The best of British rolls on

Every decade or so, a new wave of British comedians appear, form alliances, and create new and better television.

A flimsy historical analysis to back up this flimsy argument shows that in the 1960s it was Monty Python and resulting spin-offs, in the 1980s it was The Young Ones and resulting spin-offs, and in the 1990s, nothing noteworthy happened at all.

I watched a lot of TV in the 1990s, and I can't remember any of it.

The 2000s, though, have been rich with funny groups of people dedicated to being amusing, and one of those helps make Tuesday nights on Comedy Central three hours of the sort of television that successfully diverts the attention from the rigours of reality.

The apex of those three hours is Nighty Night, a show I promise will help you ignore your bitterly mundane existence, your many failures in life, and, most of all, the certainty of your own death.

The evening starts with 30 Rock, which has been on for ages, but which I have only recently realised is very good.

It continues with a re-run of the entire series of Arrested Development, which I have watched over and over again, but which is quite the best American comedy, and can stand endless repeats.

But Nighty Night is the cream on the top of the evening.

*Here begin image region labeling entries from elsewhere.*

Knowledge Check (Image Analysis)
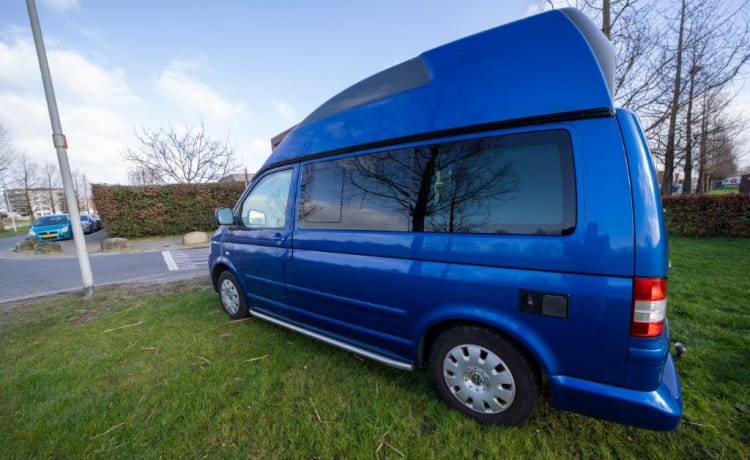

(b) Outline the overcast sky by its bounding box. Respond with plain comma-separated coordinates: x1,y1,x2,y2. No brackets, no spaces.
0,0,536,184
0,0,750,184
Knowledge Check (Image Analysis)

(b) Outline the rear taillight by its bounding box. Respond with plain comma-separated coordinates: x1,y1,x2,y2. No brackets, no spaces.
630,278,667,337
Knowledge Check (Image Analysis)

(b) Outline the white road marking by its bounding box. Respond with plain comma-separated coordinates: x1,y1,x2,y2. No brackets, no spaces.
162,248,208,271
161,251,179,272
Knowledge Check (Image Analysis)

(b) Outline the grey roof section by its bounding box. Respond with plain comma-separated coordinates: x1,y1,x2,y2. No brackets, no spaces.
560,8,615,100
300,57,432,126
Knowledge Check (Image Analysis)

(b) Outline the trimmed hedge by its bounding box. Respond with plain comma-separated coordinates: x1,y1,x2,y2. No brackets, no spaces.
662,195,750,238
91,182,245,238
91,182,750,238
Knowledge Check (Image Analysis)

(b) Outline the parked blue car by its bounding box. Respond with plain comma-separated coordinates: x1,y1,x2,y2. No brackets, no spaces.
29,214,73,241
209,9,682,430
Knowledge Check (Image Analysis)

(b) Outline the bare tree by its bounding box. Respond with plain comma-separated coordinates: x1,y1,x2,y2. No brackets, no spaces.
72,169,91,212
697,93,746,193
14,153,41,222
128,166,164,185
123,124,239,184
0,123,13,179
42,163,61,214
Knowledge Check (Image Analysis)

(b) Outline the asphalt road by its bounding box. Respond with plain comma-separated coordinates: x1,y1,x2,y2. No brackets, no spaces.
0,232,208,302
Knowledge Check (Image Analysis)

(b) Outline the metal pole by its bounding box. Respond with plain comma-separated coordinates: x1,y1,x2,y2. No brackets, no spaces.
26,0,94,299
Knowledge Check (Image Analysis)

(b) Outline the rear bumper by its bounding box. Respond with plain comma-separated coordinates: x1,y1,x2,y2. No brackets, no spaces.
548,356,682,431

Created by Julia Davis, an English comedy writer and performer, it continues what has become a small wave of comedy so dark and disturbing it transports the viewer to heights of distraction unrivalled in recent times.

Along with League of Gentlemen and Psychoville, it creates a new genre of comedy entirely suited to the sick at heart.

Davis studied English and Drama at the College of Ripon and York St John.

Her affiliations include a stint working with Steve Coogan (I'm Alan Partridge), and she has appeared briefly in both Little Britain and The Office.

Her offsider in Nighty Night is Ruth Jones, who was Myfanwy, the barmaid to the only gay in the village in Little Britain.

To top all that, Davis is in a long-term relationship with Mighty Boosh star Julian Barratt.

Her character Jill, a beautician whose work results in the suicide of one client and the death of another who suffocates while being given a body wrap, leaps at the opportunity provided by her husband Terry's diagnosis of cancer.

As she tells him: "It's not all about you."

Jill turns her amorous attentions to Don, a doctor who has just moved next door with his wheelchair-bound wife Cath, and the show lurches along a plot line of violence, kidnapping, murder, deceit and the sort of darkly uncomfortable moments that make for entertainment of the highest order.